Mr. Steele implored the largest gathering ever of CPAC to "become a revolution; a revolution of new ideas, of opportunity; a revolution that embraces the dignity and aspirations of every American," to thunderous applause.
However, early indications are that the movement's faithful, including Mr. Steele, see the revolution in terms of rebranding their beliefs, and they think they got an early wake-up call from an unlikely place - Arizona Sen. John McCain, the GOP's 2008 presidential nominee and never a favorite of conservatives.
Mr. Gingrich, a former House speaker, said Mr. McCain's stepping forward early in the Obama administration was "absolutely" crucial during the debate on the $787 billion stimulus bill.
David A. Keene, chairman of the American Conservative Union, said Mr. McCain, booed by many in the audience at last year's CPAC, helped the party find its footing by identifying the stimulus package as a massive, pork-filled spending frenzy.
Mr. McCain appears ready to battle his former foe, Mr. Obama, but will likely not be looked toward for long. He already has ruled out a repeat run in 2012 and has made clear that he expects other Republicans to step up soon to be standard-bearers for the party.
"After a party suffers an election loss, there is always a leadership vacuum," Mr. Keene said. "While Republicans appreciate Senator McCain's opposing the excesses in the Obama spending package, Republicans are looking for a new generation of leaders and are definitely not looking backward to people like John McCain."
One of the young Republicans the party hopes to turn to for leadership is Louisiana Gov. Bobby Jindal, 37, who gave the GOP's response to Mr. Obama's address to a joint session of Congress on Tuesday night.
But the performance by the son of immigrant parents from India disappointed some Republicans and conservatives for its content and style, said Craig Shirley, another prominent Republican consultant and author of two books on Ronald Reagan.
"Still, he's on the short list of possible GOP leaders, mainly because the list is so short," Mr. Shirley added.
Mr. Jindal did not address CPAC this week, nor did most of the GOP governors on that short list - such as Mrs. Palin, Rick Perry of Texas, Haley Barbour of Mississippi and former Florida Gov. Jeb Bush.
Mr.
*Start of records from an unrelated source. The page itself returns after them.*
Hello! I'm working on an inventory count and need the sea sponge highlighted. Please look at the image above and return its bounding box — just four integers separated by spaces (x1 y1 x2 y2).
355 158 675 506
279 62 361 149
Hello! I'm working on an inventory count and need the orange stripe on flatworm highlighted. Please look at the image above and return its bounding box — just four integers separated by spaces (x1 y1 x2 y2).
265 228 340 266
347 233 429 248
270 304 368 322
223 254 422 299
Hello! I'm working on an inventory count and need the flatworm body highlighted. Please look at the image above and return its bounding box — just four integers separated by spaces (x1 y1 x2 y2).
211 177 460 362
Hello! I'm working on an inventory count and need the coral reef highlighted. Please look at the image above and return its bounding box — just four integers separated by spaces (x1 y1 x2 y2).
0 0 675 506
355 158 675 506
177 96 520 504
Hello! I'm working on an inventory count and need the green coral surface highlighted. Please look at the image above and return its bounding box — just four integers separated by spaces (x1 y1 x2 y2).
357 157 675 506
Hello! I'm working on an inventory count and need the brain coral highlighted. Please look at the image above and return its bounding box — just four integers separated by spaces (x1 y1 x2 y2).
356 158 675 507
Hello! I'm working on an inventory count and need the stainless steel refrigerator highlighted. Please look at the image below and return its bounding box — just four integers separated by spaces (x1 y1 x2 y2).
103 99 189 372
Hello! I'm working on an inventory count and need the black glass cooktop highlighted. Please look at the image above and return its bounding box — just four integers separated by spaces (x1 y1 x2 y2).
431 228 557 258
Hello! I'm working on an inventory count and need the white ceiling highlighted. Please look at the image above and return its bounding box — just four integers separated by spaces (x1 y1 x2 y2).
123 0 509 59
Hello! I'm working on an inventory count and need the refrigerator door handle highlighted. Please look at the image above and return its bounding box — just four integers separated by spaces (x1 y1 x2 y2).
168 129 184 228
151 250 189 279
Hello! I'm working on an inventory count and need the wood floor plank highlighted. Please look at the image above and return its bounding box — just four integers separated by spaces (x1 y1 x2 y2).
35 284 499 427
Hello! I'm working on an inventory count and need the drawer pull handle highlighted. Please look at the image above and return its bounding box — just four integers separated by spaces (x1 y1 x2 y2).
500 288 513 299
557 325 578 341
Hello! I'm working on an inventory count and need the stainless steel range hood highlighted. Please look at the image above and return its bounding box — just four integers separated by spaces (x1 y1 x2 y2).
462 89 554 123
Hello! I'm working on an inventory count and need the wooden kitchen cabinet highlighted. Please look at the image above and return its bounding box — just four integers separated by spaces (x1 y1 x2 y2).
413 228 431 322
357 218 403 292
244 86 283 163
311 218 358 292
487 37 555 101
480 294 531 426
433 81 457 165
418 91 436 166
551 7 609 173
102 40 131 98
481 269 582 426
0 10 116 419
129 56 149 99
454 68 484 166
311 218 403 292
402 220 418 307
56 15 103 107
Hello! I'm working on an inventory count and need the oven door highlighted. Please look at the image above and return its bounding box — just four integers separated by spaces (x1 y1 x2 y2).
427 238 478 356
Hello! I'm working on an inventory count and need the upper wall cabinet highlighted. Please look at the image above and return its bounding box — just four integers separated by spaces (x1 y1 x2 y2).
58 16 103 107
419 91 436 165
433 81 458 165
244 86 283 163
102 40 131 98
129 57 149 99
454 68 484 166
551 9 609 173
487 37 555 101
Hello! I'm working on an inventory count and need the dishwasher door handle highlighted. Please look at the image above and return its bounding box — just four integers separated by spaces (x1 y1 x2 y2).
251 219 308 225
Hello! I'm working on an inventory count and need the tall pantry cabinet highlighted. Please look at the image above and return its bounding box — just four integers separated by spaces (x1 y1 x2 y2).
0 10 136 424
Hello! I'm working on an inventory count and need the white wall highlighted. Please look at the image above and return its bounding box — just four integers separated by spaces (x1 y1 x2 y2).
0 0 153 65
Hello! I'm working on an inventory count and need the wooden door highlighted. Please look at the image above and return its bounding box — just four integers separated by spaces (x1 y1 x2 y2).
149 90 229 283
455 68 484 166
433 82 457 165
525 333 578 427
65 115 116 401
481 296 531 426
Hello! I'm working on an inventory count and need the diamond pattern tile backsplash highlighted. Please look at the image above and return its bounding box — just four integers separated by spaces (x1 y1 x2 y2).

Jindal was nonetheless the subject of assessments by attendees.
"Unfortunately, Governor Jindal showed he is not ready for prime time," longtime conservative activist Richard Viguerie said. "Presently, it is clear that other than some high-profile talk-show hosts, conservatives have no nationally known, articulate leader or spokesman."
"Emerging Republican leaders for 2010 and 2012 have something in common," said GOP campaign strategist Patrick Davis. "They are not from Washington. Look to governors like Jindal, Perry, Barbour, Palin, [Minnesota's Tim] Pawlenty. They are connected to reality and the struggles of ordinary citizens. Washington still doesn't get it."
As for Mr. Jindal's response to Mr. Obama, Mr. Davis said, "It was not Jindal's finest moment. He is smart, and this wasn't the Jindal we know. He looked to be too scripted and almost robotic. He is capable of so much more."
Mr. Gingrich, who Mr. Shirley said is now the de facto leader of the "loyal opposition," predicted shortly after the election that 20 to 30 "significant players" within the Republican Party will emerge as 2012 draws closer.
Mr. Moelle, the recent college graduate, said he saw "a role reversal."
"A few years ago, the Democrats were trying to form their minor leagues, and Obama was their hotshot in the farm system ... the Republican Party has so many hotshots out there - Sarah Palin, Charlie Crist, Bobby Jindal," he said.
• Joseph Curl and Kara Rowland contributed to this report.